Predicting the limit-hit frequency in futures contracts
Tamir Levy,
Mahmod Qadan and
Joseph Yagil
International Review of Financial Analysis, 2013, vol. 30, issue C, 141-148
Abstract:
This study demonstrates how the predicted frequency of a limit hit can assist in designing an optimal futures contract with regard to two issues — the cost of trading and the construction of an optimal limit regime. Using a logit function, we present an initial attempt to estimate the probability of a price-limit hit given the following variables: the price-limit regime, the conditional volatility and the contract price level. The estimation procedure is applied to pork bellies and oats futures.

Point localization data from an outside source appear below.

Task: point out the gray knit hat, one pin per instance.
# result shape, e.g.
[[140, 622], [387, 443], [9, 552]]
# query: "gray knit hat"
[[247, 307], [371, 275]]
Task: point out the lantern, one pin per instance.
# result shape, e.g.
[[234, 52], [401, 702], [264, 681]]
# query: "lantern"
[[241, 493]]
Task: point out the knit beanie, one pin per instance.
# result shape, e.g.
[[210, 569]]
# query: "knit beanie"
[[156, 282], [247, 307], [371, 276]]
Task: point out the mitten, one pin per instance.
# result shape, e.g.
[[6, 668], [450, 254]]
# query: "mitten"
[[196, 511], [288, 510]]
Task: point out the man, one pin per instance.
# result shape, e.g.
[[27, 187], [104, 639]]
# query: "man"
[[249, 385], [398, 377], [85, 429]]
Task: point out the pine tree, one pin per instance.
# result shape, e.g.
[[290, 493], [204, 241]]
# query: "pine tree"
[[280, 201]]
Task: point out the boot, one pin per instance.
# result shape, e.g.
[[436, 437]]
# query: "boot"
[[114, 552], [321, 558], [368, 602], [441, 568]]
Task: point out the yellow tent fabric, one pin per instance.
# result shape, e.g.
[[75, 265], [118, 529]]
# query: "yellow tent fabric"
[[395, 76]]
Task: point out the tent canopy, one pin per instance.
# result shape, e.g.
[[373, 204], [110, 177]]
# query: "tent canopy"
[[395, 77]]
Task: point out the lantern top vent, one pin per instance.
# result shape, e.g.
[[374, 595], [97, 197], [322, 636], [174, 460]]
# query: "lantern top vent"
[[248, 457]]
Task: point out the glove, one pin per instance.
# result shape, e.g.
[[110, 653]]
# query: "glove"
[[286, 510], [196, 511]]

The results imply that the logit model can be employed for predicting the expected limit-hit frequency. Our findings indicate that there is an inverse relationship between the conditional probability for a limit hit and the limit size, whereas the volatility and the price level are positively correlated with the conditional probability for a limit hit. Our findings also demonstrate the magnitude of the reduction in the limit-hit frequency resulting from a given increase in the price-limit size.
Keywords: Limit pricing; Limit regime; Limit-hit frequency; Futures contracts (search for similar items in EconPapers)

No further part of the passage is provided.